"Window to the Heart," is a public art installation designed by New York and Tucson, Ariz.–based design studio Aranda\Lasch and artist Marcelo Coelho, of Melrose, Mass.–based Marcelo Coelho Studio. The love-themed installation won the 10th iteration of the Times Square Valentine Heart Design Competition—an annual design contest organized by the Times Square Alliance—in November 2017 and will be erected in New York's Father Duffy Square for the entire month of February.

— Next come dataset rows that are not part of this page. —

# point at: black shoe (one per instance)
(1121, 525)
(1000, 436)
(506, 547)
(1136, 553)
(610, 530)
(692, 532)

Measuring 12 feet in diameter, "Window to the Heart" is set to be the world's largest Fresnel lens, a type of compact, lightweight lens that is widely used in lighthouse lamps. Designed and 3D-printed by Somerville, Mass.–based Formlabs, the sculpture's lens is fabricated using 3D-printed concentric, ring-shaped sections made of clear resin that are thinned down as they draw near the center. According to a release by the Alliance, the lens will "distort and capture the image of Times Square, optically bending light—and attention—to the heart-shaped window at its center."
“Times Square is a symbol for how we experience our world," said the designers in the same release. "It is a physical manifestation of our culture, one dispersed and absorbed through cameras and screens. And in this culture, to fall in love you must first fall through a lens.”
Previous winning installations include: "We Were Strangers Once Too" by The Office for Creative Research in 2017; "Heart of Hearts" by Collective-LOK in 2016; and the "HeartBeat" by Stereotank in 2015.
"Window to the Heart" opens Feb. 1 and will remain on view through Feb. 28.